For me, the living god exists everywhere and in everyone: it rests in the pristine waters of jervis bay, it rests in the rugged beauty of the great dividing range, it is present in the daily birth and death of the sun, it is at peace in the radiant glow of the tranquil moon.

More than all else however, I feel the living god is present in this hall, this sacred space, the church – our home. For beneath the façade of happiness that Sydney projects to the world, it is here in this parish of Redfern where our hearts are beating as part of the common soul: as part of the collective imagination.

And I stress our hearts do NOT beat in vain! They beat to a similar rhythm – a rhythm of integrity, a rhythm of justice, a rhythm of tenderness, a rhythm of love.

Mark’s gospel ties in neatly with the readings thus far. It is in this gospel that Jesus says, “the time will come for the bridegroom to be taken away from them, and then, on that day, they will fast.”

It is necessary for us to understand that the bridegroom Jesus speaks of is in actual fact, himself. And so today, on this first day of lent, we prepare to fast with Jesus, in preparation for his death. To the extent that we all exist as one, it is imperative that we understand – jesus’ suffering is our suffering. But I insist it does not end there.

For if we are to call ourselves real Christians, real brothers and sisters of the lord, then we must expand our minds well past the narrow limits that this society imposes upon us each and every day.

So, once it is confirmed that we share the pain of Jesus Christ, we then move in graceful concentric circles and realize that the pain of the world’s poor is our pain as well. Included here are the men who lie helpless in Matt Talbot lane; included here are the homeless men and women who make shelter under the state library night after night; included here are the aborigines on the block, the aborigines in the longrass of Darwin, the aborigines in remote communities scattered all over this country of which we are so so proud, the aborigines that we throw into our jails again and again and again.

Marks gospel calls on us to suffer with Jesus and by default we are asked to feel the pain of the world’s oppressed. It is important that we empathise with those who suffer because it is from that foundation change can and will occur.

Hope is eternal. Possibility exists in each breath.

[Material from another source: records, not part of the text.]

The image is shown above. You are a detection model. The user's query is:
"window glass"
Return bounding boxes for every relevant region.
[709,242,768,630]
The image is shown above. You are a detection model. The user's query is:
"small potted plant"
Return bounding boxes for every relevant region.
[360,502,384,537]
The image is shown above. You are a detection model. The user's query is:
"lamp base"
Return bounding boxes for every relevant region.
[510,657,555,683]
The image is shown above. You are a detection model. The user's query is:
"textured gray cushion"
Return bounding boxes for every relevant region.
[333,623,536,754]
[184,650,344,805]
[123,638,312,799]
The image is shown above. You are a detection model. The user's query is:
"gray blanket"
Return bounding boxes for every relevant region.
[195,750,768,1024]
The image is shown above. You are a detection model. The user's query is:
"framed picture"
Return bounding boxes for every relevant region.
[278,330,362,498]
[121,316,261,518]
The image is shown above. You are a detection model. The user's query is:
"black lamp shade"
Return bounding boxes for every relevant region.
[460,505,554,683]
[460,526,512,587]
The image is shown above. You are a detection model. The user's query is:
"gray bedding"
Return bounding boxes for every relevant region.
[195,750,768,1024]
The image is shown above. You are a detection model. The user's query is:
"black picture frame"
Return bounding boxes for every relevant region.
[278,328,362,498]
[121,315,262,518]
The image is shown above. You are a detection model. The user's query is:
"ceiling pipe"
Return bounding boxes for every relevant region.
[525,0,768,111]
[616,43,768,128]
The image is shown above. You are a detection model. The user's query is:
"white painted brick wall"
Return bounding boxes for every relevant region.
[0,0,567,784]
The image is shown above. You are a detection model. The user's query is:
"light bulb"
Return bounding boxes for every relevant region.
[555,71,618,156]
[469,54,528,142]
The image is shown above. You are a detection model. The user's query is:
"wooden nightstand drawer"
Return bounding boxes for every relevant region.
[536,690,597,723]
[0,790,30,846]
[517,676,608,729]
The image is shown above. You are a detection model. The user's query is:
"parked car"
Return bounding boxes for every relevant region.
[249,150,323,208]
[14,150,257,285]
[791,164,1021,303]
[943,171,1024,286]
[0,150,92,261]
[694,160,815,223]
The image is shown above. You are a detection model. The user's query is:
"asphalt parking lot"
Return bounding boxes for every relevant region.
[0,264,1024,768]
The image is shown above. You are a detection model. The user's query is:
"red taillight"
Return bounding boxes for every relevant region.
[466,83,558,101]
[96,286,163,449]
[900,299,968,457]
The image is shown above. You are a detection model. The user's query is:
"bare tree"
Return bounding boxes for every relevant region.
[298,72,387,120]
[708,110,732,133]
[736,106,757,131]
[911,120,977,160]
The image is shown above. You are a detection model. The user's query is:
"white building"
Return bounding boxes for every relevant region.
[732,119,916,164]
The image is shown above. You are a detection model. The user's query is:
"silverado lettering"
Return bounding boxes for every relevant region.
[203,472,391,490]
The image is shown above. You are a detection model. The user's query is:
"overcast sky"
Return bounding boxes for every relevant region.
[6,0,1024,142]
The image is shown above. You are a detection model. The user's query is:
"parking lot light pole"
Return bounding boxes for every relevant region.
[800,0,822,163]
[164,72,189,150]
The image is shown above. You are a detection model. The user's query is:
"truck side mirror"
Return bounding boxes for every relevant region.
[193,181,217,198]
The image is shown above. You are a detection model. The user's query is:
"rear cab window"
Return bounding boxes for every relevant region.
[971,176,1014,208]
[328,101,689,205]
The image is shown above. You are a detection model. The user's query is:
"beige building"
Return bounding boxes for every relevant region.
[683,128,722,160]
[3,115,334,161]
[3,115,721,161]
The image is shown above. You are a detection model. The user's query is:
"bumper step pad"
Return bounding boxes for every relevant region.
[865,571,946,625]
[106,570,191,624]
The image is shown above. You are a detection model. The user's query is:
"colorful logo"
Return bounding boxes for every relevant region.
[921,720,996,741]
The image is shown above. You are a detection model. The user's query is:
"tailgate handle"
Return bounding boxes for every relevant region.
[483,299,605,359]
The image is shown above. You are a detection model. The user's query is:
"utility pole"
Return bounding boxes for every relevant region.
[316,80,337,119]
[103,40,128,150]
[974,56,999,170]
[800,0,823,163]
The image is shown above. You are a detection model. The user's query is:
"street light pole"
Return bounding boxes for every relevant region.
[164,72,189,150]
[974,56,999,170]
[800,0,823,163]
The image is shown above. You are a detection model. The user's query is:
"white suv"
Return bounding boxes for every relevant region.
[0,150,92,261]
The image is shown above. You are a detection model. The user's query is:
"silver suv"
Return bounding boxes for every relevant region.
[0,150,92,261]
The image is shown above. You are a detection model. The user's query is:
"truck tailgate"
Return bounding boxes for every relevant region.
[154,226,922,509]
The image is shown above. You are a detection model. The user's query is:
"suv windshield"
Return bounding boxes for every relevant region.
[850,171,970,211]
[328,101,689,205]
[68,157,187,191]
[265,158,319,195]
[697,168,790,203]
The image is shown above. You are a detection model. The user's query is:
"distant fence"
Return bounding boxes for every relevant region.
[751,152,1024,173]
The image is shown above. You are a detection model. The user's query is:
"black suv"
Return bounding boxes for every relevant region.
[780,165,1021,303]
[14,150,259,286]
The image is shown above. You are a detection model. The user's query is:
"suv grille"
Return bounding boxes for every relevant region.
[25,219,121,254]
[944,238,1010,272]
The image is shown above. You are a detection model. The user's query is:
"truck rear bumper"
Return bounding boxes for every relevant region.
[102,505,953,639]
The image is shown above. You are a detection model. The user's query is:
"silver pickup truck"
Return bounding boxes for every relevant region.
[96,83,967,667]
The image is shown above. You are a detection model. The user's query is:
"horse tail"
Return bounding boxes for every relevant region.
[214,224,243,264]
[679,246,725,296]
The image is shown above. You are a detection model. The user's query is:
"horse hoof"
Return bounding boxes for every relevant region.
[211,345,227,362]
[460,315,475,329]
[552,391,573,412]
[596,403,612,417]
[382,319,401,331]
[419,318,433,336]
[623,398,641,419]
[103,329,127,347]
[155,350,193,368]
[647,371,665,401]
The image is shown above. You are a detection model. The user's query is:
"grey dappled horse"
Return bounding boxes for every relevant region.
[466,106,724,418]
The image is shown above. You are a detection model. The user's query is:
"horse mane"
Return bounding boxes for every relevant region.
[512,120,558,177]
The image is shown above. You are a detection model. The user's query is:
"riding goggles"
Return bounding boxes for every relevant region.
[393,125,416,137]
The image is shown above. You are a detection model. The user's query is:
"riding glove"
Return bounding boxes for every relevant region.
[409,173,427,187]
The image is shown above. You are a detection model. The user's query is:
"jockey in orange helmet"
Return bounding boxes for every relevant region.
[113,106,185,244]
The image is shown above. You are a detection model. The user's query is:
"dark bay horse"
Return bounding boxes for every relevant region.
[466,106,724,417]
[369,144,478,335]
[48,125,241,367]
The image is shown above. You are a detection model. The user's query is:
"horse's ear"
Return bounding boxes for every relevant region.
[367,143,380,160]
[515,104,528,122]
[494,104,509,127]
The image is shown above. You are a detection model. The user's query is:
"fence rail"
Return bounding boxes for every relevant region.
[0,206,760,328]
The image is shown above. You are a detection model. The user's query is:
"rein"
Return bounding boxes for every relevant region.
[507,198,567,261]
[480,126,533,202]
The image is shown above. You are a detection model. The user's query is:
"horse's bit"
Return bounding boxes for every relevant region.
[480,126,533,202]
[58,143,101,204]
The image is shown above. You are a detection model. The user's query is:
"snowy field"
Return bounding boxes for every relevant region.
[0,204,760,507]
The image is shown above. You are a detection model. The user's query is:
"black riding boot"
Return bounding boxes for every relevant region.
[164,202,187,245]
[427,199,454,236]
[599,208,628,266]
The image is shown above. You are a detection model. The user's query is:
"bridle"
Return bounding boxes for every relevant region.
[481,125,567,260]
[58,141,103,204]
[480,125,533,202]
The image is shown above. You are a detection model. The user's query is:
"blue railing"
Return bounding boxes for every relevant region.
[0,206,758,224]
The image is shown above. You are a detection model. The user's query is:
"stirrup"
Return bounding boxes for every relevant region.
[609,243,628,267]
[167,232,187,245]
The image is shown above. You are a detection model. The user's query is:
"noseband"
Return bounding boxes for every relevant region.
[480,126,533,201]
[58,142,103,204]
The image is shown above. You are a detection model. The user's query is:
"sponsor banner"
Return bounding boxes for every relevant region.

In unassuming laneways homeless shelters are alive; on a Tuesday and Friday morning there is a place, not too far from here, where the poor get to feast better than kings; world wide, musicians bare their soul to the rhythm of freedom; whilst here, in a humble chapel, that is steeped in a proud history of social justice – we sit and we stand – giving birth to the unchangeable belief that we will work together to effect lasting social change.